Als ich am Montag Sucker Punch angeschaut habe, musste ich immer wieder an den Film „Die unbarmherzigen Schwestern“ denken. Vielleicht, weil der Anfang und das Ende des Films sich ziemlich ähneln. Vielleicht auch, weil ich mir einfach nur gewünscht habe, jetzt einen guten Film zu sehen. Vielleicht auch, weil es in beiden Filmen um junge Mädchen geht, die aus einer Anstalt zu fliehen versuchen.
„Die unbarmherzigen Schwestern“, wenn auch ein völlig anderes Genre, hat dabei all das, was dem Puncher fehlt – allem voran eine herausragende Schauspiel- und Regieleistung. Viel schlimmer noch aber ist die Tatsache, dass die gezeigten Greultaten der Wahrheit entsprechen. Als ich den Film 2002 in einem Hinterhof-Kino in Augsburg sah, alleine, hatte ich mich auf ein tröges Drama eingestellt. Tatsächlich bekam ich irgendetwas, dass sich gekonnt zwischen Frauenknastfilm mit Anspruch und feinfühliger Geschichtsaufbereitung bewegt. Mit Sicherheit hat mich kein Film 2002 so beeindruckt und die Thematik war ein kleiner Eye-Opener zu einem Thema, das mir bis dahin überhaupt nicht bewusst war.
Der Film spielt im Irland der 1960er Jahre und beschreibt das Leben von drei jungen Frauen, die von ihren Familien in ein Magdalenenheim gesteckt wurden. Die Mädchen arbeiten fortan in der klostereigenen Wäscherei. Schon kleinste Vergehen wie Widerworte oder der Kontakt mit Außenstehenden werden hart bestraft. Es folgen Demütigungen bis hin zu sexuellen Nötigungen, die zwei Mädchen dazu bewegt, die Flucht zu ergreifen.

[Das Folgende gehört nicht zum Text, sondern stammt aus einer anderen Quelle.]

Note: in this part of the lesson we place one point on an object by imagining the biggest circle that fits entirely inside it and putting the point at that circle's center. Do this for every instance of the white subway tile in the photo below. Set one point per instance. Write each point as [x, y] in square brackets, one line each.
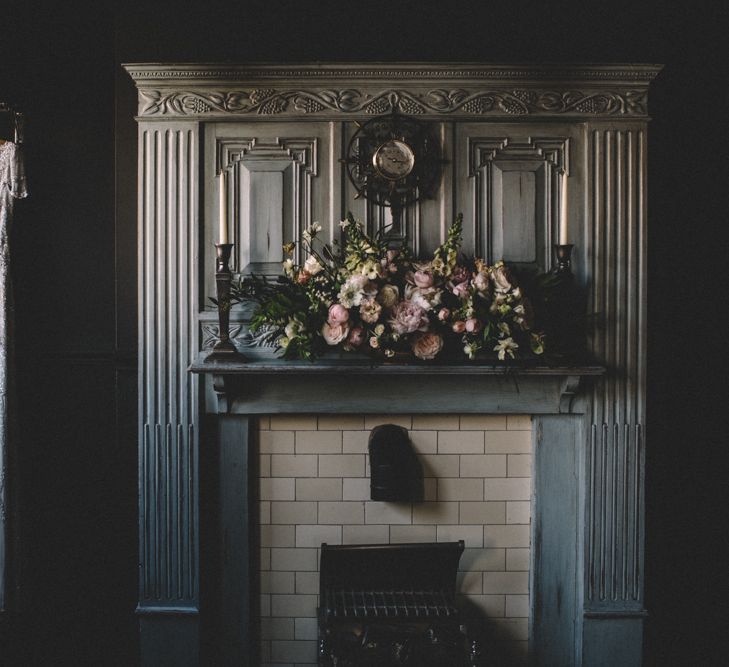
[318, 442]
[511, 488]
[470, 582]
[511, 629]
[434, 513]
[306, 628]
[293, 465]
[487, 560]
[460, 442]
[408, 534]
[520, 465]
[518, 511]
[508, 442]
[482, 512]
[471, 535]
[293, 512]
[293, 605]
[371, 421]
[506, 582]
[341, 422]
[374, 534]
[307, 583]
[460, 489]
[489, 605]
[517, 559]
[277, 582]
[377, 512]
[483, 465]
[517, 606]
[483, 423]
[277, 488]
[424, 442]
[341, 465]
[313, 488]
[519, 422]
[294, 560]
[277, 628]
[264, 465]
[276, 442]
[293, 651]
[351, 512]
[506, 536]
[313, 536]
[439, 465]
[356, 488]
[277, 536]
[293, 423]
[435, 422]
[355, 442]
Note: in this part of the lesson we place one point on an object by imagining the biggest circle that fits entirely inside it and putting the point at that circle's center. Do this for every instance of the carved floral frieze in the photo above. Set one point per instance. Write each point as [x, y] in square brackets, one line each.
[459, 101]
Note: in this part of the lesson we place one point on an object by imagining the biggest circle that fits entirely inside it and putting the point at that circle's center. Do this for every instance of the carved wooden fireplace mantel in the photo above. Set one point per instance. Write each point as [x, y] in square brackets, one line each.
[280, 131]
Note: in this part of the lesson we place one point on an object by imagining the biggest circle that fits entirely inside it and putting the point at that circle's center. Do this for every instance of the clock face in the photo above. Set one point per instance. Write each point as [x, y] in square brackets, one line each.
[394, 160]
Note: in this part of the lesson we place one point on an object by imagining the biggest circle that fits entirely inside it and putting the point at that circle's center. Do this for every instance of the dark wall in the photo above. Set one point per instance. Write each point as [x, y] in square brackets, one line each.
[75, 254]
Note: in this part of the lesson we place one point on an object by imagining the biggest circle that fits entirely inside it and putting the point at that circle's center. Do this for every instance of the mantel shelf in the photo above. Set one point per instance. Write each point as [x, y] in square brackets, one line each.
[365, 386]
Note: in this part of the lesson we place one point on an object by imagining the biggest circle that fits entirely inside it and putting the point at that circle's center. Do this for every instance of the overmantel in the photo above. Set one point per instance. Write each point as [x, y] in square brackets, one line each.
[362, 386]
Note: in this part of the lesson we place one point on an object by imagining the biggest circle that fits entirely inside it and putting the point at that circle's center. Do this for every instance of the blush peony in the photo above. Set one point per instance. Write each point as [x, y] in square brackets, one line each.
[427, 345]
[406, 317]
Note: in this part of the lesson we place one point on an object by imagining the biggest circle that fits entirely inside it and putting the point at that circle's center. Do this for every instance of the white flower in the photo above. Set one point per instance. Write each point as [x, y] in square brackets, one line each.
[312, 266]
[370, 311]
[293, 328]
[506, 346]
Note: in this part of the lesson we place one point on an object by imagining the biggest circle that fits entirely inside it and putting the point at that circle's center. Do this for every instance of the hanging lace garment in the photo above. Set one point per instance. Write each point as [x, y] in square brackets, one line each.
[12, 187]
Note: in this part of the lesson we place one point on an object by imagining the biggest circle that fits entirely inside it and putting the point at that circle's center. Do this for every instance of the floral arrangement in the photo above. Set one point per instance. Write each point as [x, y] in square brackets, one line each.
[368, 296]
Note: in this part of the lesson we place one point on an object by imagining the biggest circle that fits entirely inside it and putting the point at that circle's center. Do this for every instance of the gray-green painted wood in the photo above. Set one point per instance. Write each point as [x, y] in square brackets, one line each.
[501, 126]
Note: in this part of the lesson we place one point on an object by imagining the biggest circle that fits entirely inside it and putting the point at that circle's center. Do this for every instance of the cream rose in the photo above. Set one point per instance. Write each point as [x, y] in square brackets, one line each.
[427, 345]
[334, 333]
[407, 317]
[388, 296]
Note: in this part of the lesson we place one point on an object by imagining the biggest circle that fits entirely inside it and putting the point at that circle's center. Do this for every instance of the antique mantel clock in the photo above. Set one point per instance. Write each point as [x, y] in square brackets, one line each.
[393, 160]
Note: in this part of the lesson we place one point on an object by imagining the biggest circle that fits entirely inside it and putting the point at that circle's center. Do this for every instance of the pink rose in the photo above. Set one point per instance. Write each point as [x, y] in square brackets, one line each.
[460, 290]
[356, 336]
[473, 325]
[406, 317]
[427, 345]
[338, 314]
[334, 333]
[423, 279]
[502, 277]
[460, 274]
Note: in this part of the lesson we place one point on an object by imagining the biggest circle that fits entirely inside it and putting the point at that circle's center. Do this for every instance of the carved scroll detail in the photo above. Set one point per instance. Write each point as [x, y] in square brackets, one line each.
[496, 102]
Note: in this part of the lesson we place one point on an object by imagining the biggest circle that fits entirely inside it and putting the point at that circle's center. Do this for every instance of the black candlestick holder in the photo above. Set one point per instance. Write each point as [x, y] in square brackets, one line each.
[564, 258]
[224, 349]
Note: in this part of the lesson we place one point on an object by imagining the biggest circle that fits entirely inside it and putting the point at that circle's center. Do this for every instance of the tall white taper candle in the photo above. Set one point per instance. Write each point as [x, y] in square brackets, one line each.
[563, 211]
[223, 208]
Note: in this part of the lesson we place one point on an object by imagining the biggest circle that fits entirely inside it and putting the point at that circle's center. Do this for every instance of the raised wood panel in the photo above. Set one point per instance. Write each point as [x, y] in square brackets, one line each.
[281, 179]
[508, 187]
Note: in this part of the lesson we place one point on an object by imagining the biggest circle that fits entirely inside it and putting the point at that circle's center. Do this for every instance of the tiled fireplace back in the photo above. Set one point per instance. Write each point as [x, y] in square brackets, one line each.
[314, 488]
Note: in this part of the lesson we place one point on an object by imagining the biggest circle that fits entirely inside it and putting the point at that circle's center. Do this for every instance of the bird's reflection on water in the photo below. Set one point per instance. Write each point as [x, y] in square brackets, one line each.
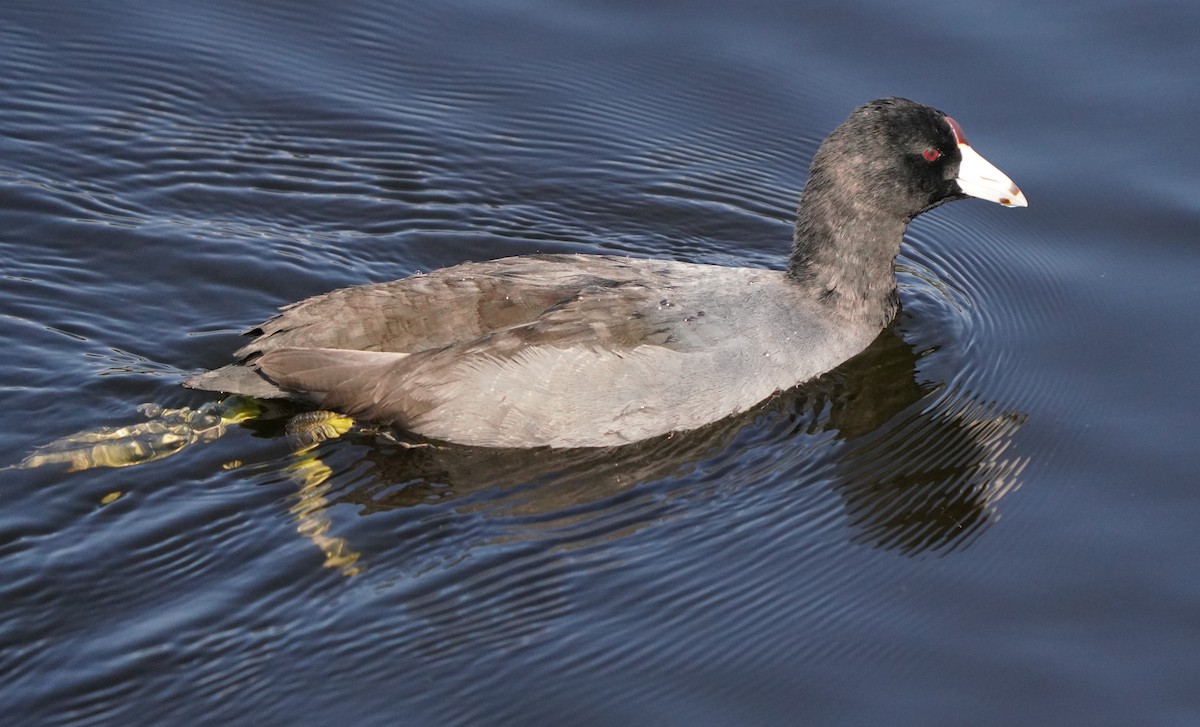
[921, 467]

Des Besondere: Die Magdalenenheime gab es wirklich – und das noch bis 1996. Himmel, das sind gerade mal 15 Jahre… Was darin abgegangen sein muss, klingt nach üblem Horror in de-Sade-artiger Arbeitslager-Manier. 30.000 Frauen beherbergten diese Heime. Das war also kein Kindergeburtstag – das war Misshandlung im großen Stil und mit System. Die Vorgehensweise ist geradezu unheimlich: Begang ein Mädchen eine Schandtat -also beispielsweise sexuelle Handlungen vor der Ehe- wurde es praktisch über Nacht von der Kirche abtransportiert, in das Heim gesteckt und praktisch für immer eingesperrt. Dass eine solche Einrichtung existierte, wussten viele der Mädchen nicht mal – und es wurde auch nicht darüber gesprochen. Sie waren kein Teil mehr der Gesellschaft. Die Ordensschwestern und Priester benutzten die Insassinnen dann neben kostenlosen Arbeitskräften häufig auch zum eigenen Vergnügen. Konträrer (oder einfach nur perverser?) kann sich die katholische Botschaft der Nächstenliebe vermutlich nicht outen.

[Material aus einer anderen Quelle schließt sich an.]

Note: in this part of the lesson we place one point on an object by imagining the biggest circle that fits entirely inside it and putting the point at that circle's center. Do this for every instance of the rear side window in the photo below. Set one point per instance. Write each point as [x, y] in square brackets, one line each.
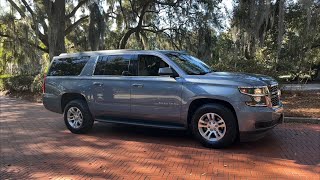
[121, 65]
[68, 66]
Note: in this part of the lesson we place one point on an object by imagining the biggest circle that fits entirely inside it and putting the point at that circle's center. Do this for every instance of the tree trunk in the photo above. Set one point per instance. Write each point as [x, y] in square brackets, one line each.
[56, 18]
[96, 28]
[125, 38]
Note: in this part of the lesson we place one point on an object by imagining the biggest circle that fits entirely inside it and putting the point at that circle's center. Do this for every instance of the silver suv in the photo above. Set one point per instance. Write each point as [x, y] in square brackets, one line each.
[163, 89]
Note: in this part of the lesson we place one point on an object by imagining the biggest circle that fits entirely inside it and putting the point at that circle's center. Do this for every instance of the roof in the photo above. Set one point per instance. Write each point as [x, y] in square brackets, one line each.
[119, 51]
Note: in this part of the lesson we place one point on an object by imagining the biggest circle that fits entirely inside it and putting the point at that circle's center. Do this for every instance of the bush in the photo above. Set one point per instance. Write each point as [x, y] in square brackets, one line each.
[3, 79]
[20, 83]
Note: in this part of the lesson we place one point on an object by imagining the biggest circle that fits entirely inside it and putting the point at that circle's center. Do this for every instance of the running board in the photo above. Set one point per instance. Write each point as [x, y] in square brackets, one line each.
[143, 123]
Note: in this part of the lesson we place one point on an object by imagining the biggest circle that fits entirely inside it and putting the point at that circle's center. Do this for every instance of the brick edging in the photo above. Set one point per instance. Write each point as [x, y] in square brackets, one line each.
[301, 120]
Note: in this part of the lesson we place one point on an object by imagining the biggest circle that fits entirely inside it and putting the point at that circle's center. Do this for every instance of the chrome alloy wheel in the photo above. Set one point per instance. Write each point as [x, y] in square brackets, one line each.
[212, 127]
[74, 117]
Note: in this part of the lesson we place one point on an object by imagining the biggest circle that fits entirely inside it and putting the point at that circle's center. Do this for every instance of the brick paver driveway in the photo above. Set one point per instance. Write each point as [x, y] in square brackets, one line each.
[36, 144]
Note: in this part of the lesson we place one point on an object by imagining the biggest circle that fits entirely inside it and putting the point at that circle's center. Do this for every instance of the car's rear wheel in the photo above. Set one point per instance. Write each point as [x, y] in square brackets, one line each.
[214, 125]
[77, 117]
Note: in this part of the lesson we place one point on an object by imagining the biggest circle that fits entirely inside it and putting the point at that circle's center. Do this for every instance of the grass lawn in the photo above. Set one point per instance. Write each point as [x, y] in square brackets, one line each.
[301, 104]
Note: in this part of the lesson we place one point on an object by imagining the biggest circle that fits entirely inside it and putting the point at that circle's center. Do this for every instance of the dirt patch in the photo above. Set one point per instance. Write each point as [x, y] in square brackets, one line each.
[301, 103]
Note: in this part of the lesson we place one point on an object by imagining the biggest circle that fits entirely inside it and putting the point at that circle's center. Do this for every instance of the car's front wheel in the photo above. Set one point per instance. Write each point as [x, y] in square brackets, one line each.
[77, 117]
[214, 125]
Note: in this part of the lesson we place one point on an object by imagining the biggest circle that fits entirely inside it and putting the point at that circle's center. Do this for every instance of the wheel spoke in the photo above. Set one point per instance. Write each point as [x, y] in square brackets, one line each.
[219, 133]
[74, 117]
[222, 125]
[210, 134]
[72, 111]
[202, 123]
[209, 124]
[220, 121]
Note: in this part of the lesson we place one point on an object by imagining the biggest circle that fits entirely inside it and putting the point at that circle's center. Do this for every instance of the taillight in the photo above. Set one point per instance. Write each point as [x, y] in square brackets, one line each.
[44, 84]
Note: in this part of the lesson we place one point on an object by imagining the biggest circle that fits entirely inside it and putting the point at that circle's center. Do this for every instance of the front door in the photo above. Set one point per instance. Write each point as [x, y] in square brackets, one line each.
[111, 86]
[155, 97]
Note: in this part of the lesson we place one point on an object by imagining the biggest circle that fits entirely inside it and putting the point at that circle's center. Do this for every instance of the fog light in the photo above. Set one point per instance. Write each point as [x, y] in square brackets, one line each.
[257, 99]
[258, 91]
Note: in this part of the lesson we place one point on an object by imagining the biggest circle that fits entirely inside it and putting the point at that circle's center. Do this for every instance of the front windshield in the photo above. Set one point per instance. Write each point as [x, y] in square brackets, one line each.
[190, 64]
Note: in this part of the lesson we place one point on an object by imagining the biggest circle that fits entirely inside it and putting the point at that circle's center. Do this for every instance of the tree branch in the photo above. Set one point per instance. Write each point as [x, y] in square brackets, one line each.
[16, 7]
[75, 24]
[25, 41]
[73, 12]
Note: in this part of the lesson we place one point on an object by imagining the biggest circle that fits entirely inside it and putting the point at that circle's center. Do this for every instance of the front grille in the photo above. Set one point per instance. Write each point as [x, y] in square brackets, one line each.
[273, 89]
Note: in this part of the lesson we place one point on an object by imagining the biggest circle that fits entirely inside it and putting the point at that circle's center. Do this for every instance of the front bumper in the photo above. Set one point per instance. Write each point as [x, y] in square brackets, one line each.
[254, 122]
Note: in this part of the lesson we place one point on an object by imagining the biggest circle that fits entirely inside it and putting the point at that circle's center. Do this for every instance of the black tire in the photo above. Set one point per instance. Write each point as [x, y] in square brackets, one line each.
[87, 121]
[231, 131]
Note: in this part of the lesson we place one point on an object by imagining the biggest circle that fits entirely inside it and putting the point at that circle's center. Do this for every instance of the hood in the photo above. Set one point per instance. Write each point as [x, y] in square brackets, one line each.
[240, 79]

2002 hielt ich den Film für eine Randerscheinungen, die möglicherweise nur mich so nachhaltig beeindruckt hat – vielleicht auch, weil ich selbst an einer Klosterschule war. Mittlerweile hat mir wikipedia aber verraten, dass der Film durchaus eine große Kontroverse aufgeworfen hat. Das freut mich insofern schon, dass man für Grenzüberschreitungen nicht immer gleich am Jugendschutz-Level schrauben muss, sondern auch mit Themen noch die Gemüter erhitzen kann. Der Vatikan verbot den Film umgehend. Demgegenüber bemängelten einige ehemalige Insassinnen der Magdalenenheime aber sogar, der Film sei insofern realitätsfern, als die tatsächlichen Zustände in den Heimen erheblich brutaler gewesen seien.

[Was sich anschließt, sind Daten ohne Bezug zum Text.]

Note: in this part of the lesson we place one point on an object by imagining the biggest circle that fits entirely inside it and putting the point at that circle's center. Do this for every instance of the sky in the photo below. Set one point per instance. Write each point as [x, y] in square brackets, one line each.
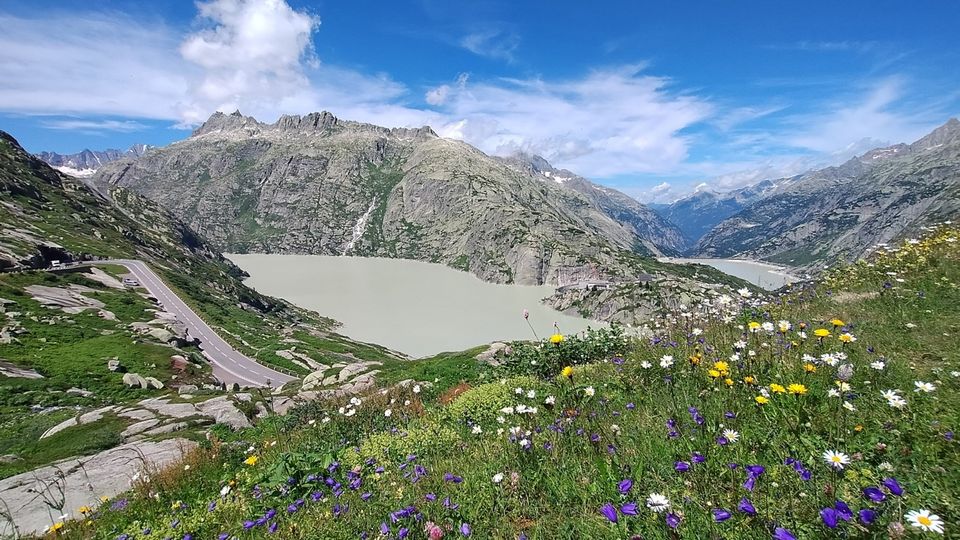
[656, 99]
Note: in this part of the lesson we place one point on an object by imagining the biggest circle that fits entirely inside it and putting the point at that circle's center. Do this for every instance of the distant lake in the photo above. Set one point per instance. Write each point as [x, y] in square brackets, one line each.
[764, 275]
[413, 307]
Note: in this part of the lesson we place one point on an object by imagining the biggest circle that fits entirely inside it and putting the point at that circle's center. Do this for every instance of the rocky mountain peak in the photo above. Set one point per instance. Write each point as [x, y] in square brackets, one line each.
[323, 123]
[219, 122]
[946, 134]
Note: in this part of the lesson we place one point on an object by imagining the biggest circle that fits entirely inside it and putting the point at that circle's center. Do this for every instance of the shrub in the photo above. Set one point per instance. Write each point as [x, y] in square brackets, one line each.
[482, 404]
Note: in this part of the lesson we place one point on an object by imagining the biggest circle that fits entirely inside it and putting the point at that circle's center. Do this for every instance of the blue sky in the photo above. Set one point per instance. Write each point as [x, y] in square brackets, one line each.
[654, 98]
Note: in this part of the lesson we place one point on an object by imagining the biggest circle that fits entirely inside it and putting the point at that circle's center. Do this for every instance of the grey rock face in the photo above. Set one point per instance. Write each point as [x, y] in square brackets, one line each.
[841, 212]
[82, 481]
[317, 184]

Angestachelt von der Debatte, die der Film bis heute ausgelöst hat, habe ich mir jetzt die Dokumentation „Sex in a Cold Climate“ angeschaut, in dem vier ehemalige Insassinnen solcher Heime ausgesagt haben. Jetzt, rückblickend nachdem ich mir den Film nochmal angesehen habe, wirken diese Zeitzeugen der wahren Begebenheiten noch mächtiger auf mich.
Die restlichen Teile gibt’s bei der Tube. Was mich aber auch beeindruckt hat, waren die Aufnahmen dieses Typen, der 2008 einen abgebrannten Magdalenen-Stift besuchte. Sehr unheimlich, die Bilder eines Spielfilms in so real-ungeschminkter Form zu sehen.